Happy 20th Birthday Nutrition Facts Label
By Howard Seltzer, Howard Seltzer, FDA Center for Food Safety and Applied Nutrition
Ever check out the label on food packages when you’re at the store? Perhaps you do it because for you food safety means, at least in part, limiting calories or sodium or fat. Or maybe you do it because you want to make healthy food choices for your family. Whatever the reason, you are able to do it thanks to the Nutrition Facts label regulation of 1993.
For the last 20 years, the FDA rules for the Nutrition Facts label have made it easier for consumers to compare products and make better informed choices. And the number of consumers who say they utilize the labels continues to grow, with an increase from 44 to 54 percent between 2002 and 2008. If you’re one of them, here are a few tips to help you use the labels more effectively.

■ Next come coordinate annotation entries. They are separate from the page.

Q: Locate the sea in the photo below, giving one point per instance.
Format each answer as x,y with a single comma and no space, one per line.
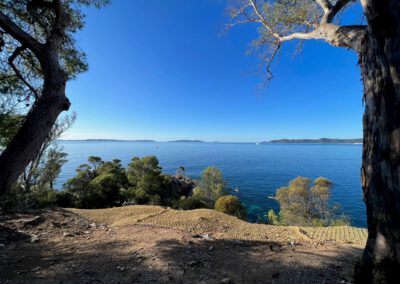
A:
254,171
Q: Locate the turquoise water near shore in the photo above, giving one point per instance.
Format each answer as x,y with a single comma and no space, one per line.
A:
256,170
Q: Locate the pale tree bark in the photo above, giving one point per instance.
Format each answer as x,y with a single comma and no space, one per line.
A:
378,47
39,121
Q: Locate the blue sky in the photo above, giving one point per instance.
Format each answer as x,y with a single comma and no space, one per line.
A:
162,70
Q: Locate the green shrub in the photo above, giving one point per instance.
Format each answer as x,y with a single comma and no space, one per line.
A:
231,205
305,203
211,186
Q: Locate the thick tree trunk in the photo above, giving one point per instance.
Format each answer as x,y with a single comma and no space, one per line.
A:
380,64
37,125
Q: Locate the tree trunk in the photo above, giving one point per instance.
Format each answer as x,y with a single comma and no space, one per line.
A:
27,143
380,66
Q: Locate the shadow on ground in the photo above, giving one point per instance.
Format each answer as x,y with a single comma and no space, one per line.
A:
61,247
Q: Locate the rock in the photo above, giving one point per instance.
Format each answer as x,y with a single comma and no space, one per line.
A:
35,269
207,237
227,280
275,275
192,263
34,238
30,221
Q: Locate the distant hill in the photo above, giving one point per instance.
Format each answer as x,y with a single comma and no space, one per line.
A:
108,140
318,141
184,140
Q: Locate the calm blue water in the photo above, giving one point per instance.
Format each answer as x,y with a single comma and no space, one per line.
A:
256,170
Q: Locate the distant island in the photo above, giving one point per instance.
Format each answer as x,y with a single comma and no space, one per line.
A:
185,140
317,141
107,140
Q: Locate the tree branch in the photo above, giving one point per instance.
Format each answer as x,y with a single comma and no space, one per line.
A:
325,5
15,54
60,24
332,12
341,36
20,35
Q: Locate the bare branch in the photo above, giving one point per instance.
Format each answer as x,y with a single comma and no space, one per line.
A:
20,35
333,11
15,54
60,24
325,5
341,36
263,20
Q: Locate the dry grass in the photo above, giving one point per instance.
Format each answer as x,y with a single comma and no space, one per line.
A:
222,226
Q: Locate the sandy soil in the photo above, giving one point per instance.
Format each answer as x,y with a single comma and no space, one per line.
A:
150,244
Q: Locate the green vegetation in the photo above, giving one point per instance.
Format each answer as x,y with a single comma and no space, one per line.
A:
231,205
211,186
103,184
305,204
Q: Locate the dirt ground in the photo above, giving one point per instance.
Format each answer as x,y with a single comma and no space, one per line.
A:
149,244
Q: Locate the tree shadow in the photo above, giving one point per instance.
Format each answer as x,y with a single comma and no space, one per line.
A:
144,254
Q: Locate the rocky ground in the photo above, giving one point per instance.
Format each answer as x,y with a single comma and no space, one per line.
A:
135,245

- Check the serving size and number of servings. All Nutrition Facts labels are based on one serving but many packages contain more. So, if you eat two servings, the calories, fat and nutrients are doubled.
- Calories count, so pay attention to the amount. Low-fat or fat-free doesn’t necessarily mean calorie-free.
- Know your fats and reduce sodium for your health. Foods low in saturated fat, trans fat and cholesterol help reduce the risk of heart disease. Limiting sodium helps reduce the risk of high blood pressure.
- Learn which carbohydrates can be healthy. Healthy sources like fruit, vegetables, beans, and whole grains can reduce the risk of heart disease and improve digestive functioning. Not so healthy sources, like sugars, add calories but not health-promoting nutrients.
- Know your nutrients. Foods rich in nutrients like potassium, calcium, iron, and vitamins A and C help promote good health and may help protect against disease.
- Use the Percent Daily Values (%DV). The %DV at the bottom of the label helps achieve a balanced diet. The %DV is based on a 2000-calorie diet, so if you are especially active physically or your physical activity is limited you may need more or less.